L’Opéra de Baugé est né d’un pari un peu fou : celui de créer, en Maine-et-Loire, un festival dans la lignée de celui de Glyndebourne, dans le Sussex. Champêtre, propice à d’élégants pique-niques à l’entracte, joyeux et tous publics, le festival n’en est pas moins exigeant et porté par une vraie passion pour le genre. Il s’agit donc d’y monter chaque été des opéras enthousiasmants, sur un temps limité – une semaine de répétitions pour trois productions, du jamais vu ! – et d’y mélanger jeunes instrumentistes et solistes, et voix plus confirmées. A cette conjugaison de talents et cet investissement sans retenue des interprètes s’ajoute une mise en scène économe mais diablement efficace : Bernadette Grimett, directrice artistique aux commandes d’à peu près tout y déploie une ingéniosité réjouissante, une direction d’acteurs plus que convaincante et ce qu’il faut d’humour pour passer outre la simplicité et la symbolique des décors et des costumes sans pour autant les désamorcer. 

La Clémence de Titus © Opéra de Baugé
La Clémence de Titus
© Opéra de Baugé

Si l’ouverture donne à voir les adieux de Bérénice et Titus, laissés ailleurs hors champ, le premier acte semble lui aussi souffrir, sinon de la disparition de l’être aimé, de petites disparités dans sa texture. Du désir évident de Konstantinos Diminakis de marquer l’expressivité du trait au détriment des finitions, et de s’assurer de la solidité du tout, résulte parfois une absence d’alchimie entre les interprètes et la fosse. Elspeth Wilkes a beau assurer un continuo solide, le tableau d’ensemble manque de liant, malgré les échanges élégants et visiblement très travaillés des couples. Annio (Elsa Giannoulidou) et Servilia (Clara Fournillier) sont notamment une jolie surprise. La Vitellia de Justine Viani, robuste, piquante, jamais caricaturale, nous gratifie de beaux échanges avec le Sesto de l’imposante Monika-Evelin Liiv - « Come ti piace imponi, imponi » laisse le public en haleine.
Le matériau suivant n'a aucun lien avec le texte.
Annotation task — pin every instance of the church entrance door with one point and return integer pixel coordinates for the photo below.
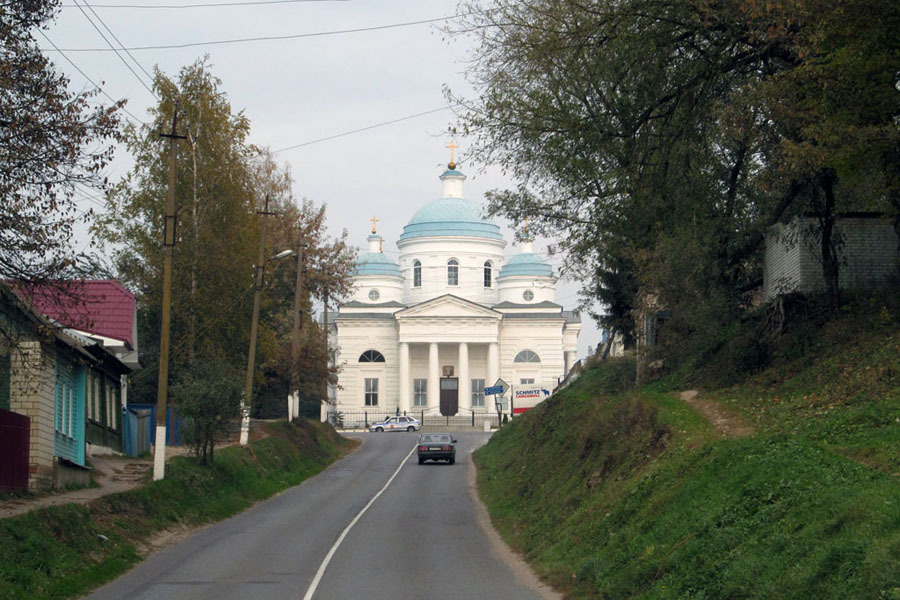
(449, 396)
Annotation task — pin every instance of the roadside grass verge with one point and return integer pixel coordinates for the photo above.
(618, 493)
(64, 551)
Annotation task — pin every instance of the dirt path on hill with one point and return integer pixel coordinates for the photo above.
(112, 474)
(725, 422)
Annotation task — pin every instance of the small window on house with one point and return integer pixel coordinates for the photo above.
(417, 274)
(477, 393)
(371, 391)
(371, 356)
(420, 392)
(452, 272)
(527, 356)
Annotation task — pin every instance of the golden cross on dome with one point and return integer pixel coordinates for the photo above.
(452, 145)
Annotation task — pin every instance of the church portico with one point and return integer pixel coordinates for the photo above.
(433, 362)
(450, 317)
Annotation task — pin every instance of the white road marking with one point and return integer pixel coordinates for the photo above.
(318, 578)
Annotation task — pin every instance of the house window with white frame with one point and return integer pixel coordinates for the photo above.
(453, 272)
(420, 392)
(371, 398)
(477, 393)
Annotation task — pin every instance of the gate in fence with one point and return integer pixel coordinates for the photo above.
(15, 435)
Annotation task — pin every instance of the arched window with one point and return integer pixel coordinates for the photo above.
(371, 356)
(527, 356)
(452, 272)
(417, 274)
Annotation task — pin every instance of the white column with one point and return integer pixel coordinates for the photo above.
(465, 384)
(404, 378)
(434, 376)
(493, 363)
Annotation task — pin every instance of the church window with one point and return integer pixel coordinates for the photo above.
(420, 392)
(417, 274)
(371, 391)
(371, 356)
(527, 356)
(452, 272)
(477, 393)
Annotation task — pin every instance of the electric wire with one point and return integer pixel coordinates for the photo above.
(209, 5)
(361, 129)
(91, 81)
(110, 44)
(269, 38)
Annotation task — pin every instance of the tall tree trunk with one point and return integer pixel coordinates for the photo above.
(830, 263)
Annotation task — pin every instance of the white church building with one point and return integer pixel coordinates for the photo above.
(455, 315)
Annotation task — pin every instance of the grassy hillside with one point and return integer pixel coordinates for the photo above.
(64, 551)
(618, 493)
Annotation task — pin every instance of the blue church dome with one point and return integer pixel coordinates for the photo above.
(376, 263)
(451, 215)
(526, 263)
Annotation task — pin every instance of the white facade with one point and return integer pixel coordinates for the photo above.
(456, 313)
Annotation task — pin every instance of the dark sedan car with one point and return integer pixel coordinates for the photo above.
(436, 446)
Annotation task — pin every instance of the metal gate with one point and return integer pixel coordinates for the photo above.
(15, 433)
(449, 396)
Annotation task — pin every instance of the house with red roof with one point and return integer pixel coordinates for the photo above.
(65, 356)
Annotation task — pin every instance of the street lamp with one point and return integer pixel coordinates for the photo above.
(259, 274)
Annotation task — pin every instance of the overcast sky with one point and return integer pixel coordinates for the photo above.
(358, 64)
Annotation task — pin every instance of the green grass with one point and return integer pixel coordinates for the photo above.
(617, 493)
(62, 552)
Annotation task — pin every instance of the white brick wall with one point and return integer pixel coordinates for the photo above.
(868, 254)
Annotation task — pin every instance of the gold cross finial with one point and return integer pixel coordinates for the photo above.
(452, 145)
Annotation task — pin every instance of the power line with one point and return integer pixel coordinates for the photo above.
(105, 39)
(337, 135)
(210, 5)
(83, 74)
(268, 38)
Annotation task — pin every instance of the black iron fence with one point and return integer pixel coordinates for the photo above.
(429, 418)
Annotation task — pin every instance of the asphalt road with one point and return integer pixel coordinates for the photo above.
(418, 538)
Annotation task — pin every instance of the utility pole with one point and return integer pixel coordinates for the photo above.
(159, 450)
(294, 410)
(325, 321)
(258, 275)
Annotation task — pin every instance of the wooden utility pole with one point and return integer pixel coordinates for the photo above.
(295, 338)
(325, 321)
(259, 274)
(169, 237)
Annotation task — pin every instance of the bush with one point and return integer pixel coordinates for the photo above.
(209, 398)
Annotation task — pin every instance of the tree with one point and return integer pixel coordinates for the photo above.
(217, 225)
(52, 142)
(209, 399)
(660, 140)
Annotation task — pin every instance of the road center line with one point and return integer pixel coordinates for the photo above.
(315, 582)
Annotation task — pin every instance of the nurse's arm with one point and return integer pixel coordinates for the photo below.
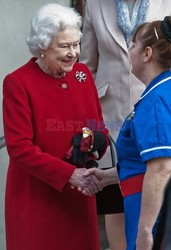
(156, 177)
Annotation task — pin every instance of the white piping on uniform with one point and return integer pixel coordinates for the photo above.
(162, 81)
(152, 149)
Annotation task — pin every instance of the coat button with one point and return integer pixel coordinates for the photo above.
(64, 86)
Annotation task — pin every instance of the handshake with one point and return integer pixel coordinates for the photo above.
(91, 181)
(85, 150)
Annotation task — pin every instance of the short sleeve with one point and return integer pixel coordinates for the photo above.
(152, 129)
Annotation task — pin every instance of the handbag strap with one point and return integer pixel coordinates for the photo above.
(112, 145)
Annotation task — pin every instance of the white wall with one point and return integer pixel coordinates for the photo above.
(15, 17)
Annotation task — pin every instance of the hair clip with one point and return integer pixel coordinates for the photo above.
(156, 34)
(166, 28)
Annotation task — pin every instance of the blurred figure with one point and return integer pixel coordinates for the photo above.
(163, 239)
(108, 27)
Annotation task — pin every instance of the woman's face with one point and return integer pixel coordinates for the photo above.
(63, 52)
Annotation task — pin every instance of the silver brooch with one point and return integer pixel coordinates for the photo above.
(80, 76)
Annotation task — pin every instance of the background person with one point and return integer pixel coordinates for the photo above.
(46, 102)
(144, 142)
(108, 27)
On découvre ici des voix décidément à suivre.

La Clémence de Titus © Opéra de Baugé
La Clémence de Titus
© Opéra de Baugé

Le tout se tiendra heureusement beaucoup mieux après l’entracte : l’orchestre ne laisse plus entendre de décalages entre ses violons et de faussetés aux cuivres, le clair-obscur ne se fait plus au détriment des voix une fois entamé le deuxième acte. Denis Sedov se fait à nouveau remarquer par une douce dichotomie entre la gravité de son jeu et l’acuité de son timbre : « Tardi s'avvede d'un tradimento » est d’une efficacité redoutable. En retrait au premier acte, comme enroué dans son medium et obstrué dans ses aigus, c’est surtout le Titus de Nathan Vale qui reprend les rênes au deuxième acte. « Se all'impero, amici dei » se pare de toute l’émotion nécessaire, l’articulation et l’intonation s’y améliorent considérablement. Spectateur du complot redevenu monarque bienveillant, il devient sans le vouloir le symbole le plus éloquent de cette mise en scène laissant l’intrigue se déployer et le théâtre se faire avant d’en reprendre le contrôle. Difficile de ne pas tomber sous le charme de cet aimable spectacle, qui laisse croire, tout comme son livret au faux simplisme, à la proverbiale deuxième chance. 

La Clémence de Titus © Opéra de Baugé
La Clémence de Titus
© Opéra de Baugé

La visite de Suzanne à été sponsorisée par l'Opéra de Baugé.